We walk to the bar, me dragging it feels like because I'm exhausted.. and find one of his boys there chillin with a girl from the van. "Y'all should check out the garden," I hint wanting the space for me and Erik alone to chill and talk, but I get a better idea. "Where is the water? I need to be drinking water," I tell him. We move it to the kitchen where we can both get water because I am honestly thirsty as hell, I have a migraine coming on, and I've drank enough liquor to last the weekend. I press my temples to stop the ache.

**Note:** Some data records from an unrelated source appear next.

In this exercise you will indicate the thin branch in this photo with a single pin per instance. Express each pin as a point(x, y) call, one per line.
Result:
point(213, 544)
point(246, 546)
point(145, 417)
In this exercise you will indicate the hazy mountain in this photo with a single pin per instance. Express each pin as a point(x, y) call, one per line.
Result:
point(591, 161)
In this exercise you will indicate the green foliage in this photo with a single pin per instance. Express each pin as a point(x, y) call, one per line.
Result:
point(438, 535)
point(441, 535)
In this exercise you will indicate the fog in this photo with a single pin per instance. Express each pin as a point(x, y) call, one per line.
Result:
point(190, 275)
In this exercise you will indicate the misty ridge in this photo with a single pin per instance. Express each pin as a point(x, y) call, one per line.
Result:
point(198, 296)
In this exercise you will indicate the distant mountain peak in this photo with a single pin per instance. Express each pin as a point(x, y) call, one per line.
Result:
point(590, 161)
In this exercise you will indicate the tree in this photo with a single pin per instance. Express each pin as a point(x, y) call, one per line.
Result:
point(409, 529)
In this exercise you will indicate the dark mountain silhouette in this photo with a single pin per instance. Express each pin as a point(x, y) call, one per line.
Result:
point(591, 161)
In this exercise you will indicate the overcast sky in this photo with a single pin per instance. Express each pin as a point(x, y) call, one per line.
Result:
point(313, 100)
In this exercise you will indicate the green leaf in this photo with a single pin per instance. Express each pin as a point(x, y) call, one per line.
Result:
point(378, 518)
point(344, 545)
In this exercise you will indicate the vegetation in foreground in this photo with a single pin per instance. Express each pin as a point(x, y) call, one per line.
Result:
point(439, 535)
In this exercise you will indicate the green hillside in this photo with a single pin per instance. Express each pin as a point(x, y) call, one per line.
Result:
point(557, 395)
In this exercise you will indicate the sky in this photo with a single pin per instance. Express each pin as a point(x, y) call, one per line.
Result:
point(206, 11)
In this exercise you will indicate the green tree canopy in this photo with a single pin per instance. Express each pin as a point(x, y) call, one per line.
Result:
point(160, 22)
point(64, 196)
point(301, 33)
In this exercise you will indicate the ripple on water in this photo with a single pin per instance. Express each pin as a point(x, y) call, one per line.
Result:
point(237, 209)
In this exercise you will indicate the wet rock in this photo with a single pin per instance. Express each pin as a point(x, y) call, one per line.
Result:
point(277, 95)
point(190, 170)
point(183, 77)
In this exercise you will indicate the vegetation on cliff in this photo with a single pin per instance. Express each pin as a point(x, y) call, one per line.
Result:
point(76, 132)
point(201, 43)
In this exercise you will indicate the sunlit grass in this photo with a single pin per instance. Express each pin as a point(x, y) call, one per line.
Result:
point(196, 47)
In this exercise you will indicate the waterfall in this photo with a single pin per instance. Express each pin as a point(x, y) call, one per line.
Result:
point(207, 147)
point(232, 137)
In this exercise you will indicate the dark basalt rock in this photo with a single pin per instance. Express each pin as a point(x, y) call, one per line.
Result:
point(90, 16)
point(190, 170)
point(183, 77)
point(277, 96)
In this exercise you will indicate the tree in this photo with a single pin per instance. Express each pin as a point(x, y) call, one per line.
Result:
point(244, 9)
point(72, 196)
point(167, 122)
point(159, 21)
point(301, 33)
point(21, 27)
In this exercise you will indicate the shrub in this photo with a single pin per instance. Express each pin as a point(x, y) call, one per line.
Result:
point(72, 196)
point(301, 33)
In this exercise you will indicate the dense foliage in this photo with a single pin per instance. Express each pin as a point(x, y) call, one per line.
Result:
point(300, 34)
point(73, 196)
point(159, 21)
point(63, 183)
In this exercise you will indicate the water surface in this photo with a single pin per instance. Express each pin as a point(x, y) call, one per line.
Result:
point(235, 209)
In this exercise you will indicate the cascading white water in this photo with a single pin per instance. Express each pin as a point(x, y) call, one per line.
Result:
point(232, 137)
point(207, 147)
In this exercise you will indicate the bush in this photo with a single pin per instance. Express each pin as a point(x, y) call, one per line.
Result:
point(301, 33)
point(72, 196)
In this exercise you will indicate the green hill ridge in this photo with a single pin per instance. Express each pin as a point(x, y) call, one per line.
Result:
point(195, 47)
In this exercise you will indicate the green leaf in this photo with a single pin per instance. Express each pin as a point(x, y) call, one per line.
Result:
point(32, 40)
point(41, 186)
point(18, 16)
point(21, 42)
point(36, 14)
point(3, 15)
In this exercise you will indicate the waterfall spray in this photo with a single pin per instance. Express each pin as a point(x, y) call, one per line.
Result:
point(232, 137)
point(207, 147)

"Where you staying?" I give him the resort name and tell him what it's like there despite my headache. He and his boys almost stayed there. "Now I kinda wish we had, but I still like this villa. What you doing tomorrow? King's driving the girls back to their hotels. He could take you and your friend back or y'all could hang here."

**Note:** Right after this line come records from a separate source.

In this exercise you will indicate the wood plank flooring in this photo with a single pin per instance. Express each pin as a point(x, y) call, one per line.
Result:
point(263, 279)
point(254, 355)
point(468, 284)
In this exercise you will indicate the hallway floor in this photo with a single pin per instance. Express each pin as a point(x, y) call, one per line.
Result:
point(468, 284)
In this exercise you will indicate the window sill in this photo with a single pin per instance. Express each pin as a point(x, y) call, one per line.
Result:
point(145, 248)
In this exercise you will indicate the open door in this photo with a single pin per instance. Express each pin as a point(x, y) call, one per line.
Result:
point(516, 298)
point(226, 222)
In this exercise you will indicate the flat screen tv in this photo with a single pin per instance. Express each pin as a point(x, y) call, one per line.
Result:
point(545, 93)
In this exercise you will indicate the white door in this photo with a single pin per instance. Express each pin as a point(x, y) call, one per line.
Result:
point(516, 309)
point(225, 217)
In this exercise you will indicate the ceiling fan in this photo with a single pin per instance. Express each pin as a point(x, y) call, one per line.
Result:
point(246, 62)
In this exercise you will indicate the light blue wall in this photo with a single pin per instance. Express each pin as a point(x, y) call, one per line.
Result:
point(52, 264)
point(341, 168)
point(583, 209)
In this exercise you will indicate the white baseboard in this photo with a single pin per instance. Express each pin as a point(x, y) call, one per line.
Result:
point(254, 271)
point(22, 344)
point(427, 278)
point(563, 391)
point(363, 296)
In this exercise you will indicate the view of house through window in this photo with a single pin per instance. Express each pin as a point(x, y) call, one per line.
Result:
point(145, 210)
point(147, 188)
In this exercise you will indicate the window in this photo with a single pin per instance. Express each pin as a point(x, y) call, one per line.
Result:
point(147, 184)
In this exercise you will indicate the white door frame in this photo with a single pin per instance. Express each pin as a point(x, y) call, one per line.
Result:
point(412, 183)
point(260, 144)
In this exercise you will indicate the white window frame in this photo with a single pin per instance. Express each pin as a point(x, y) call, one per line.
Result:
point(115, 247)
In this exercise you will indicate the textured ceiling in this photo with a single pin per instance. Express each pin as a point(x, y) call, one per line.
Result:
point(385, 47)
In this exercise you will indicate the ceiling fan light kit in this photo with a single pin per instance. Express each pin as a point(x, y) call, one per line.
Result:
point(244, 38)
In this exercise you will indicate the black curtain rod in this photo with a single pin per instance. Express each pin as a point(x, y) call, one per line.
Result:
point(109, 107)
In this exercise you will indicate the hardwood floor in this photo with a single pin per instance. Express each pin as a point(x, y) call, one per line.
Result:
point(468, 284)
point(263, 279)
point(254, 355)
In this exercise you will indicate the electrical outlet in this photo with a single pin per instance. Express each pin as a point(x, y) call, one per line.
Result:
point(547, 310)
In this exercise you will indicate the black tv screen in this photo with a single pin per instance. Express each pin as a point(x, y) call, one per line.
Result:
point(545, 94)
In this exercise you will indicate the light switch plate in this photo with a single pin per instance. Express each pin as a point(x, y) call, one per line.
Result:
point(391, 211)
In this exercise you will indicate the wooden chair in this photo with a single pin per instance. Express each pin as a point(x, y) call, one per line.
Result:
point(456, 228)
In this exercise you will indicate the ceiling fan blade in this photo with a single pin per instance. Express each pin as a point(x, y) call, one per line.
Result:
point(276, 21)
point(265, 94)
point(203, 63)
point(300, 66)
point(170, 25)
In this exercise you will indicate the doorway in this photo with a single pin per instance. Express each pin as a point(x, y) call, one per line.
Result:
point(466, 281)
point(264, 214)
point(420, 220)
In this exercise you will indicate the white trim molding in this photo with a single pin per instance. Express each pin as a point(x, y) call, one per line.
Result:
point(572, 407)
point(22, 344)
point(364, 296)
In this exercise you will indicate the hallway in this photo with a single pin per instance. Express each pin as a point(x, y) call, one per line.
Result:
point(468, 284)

"Nigga it's past my bedtime and I have a headache the size of Texas. I'm going to find a place in here to crash and we'll figure all that out in the morning. I have to talk to Kendis anyway."
Erik
Breakfast is downstairs by the time I get down there. I don't ask who it came from or who made it, I just eat and bring some up to shorty who's still crashed in my bed. "What is your name," I ask when she sits up. "Been talking all night, I don't even know it."
"Kamillah," she sniffs rubbing her nose aggressively. "Milli for short." I like Kamillah. I don't think I've ever met one but it sounds like a name I'd give my future daughter. Maybe Kamillah or Reina. Something like that. I hit the shower and change before heading back down to see who else is awake. There were a few girls down before and Mike. Now Josh is there with his girls including Kendis. I kiss the other two of mine on the cheek slapping them on the ass.
"Where's Milli," the girl ID'd as Kendis looks my way to ask. I nod her upstairs and watch her go up before turning back to Josh.
"Where's Chance?"
He laughs, walking around me to stand on the stairs so I follow him back up. There is Chance in his bedroom with that same girl as before laid up. Both knocked the fuck out. I close the door gently so not to wake them up and rub my hands together. This might be it. I go to tell Kamillah.
"I hope it work out for him. I'm sure it seems like anything is better than that other girl y'all keep talking about. She sounds terrible."
"Yeah.. so use my shower," I tell her. "I can loan you a shirt and some shorts just give them back before you leave Jamaica or.. I could give you my P.O. Box and you just mail it when you get home."
"How about I bring them to Cali when I come?"
"If you come to Cali, bring them free samples you was talking about last night, my skin can get a lil oily. I might need something for that."
"I got you," she winks getting up.
"You got me?" I watch her walk to the bathroom closing the door. I was gonna get one more quickie in before she left. If last night was that good with a condom, I'm curious how good it would be without one when we can fully unleash and be as nasty as we wanna be. I'm willing to meet up again, even for drinks. I walk her downstairs and see her out to the van along with the other girls. King's driving them each to their respective hotels and resorts. "Chance," I remember going back by his room. The girl with him is the last one and they're still sleep. It's almost an hour later that they come down together dressed with her in his clothes. He still looks exhausted.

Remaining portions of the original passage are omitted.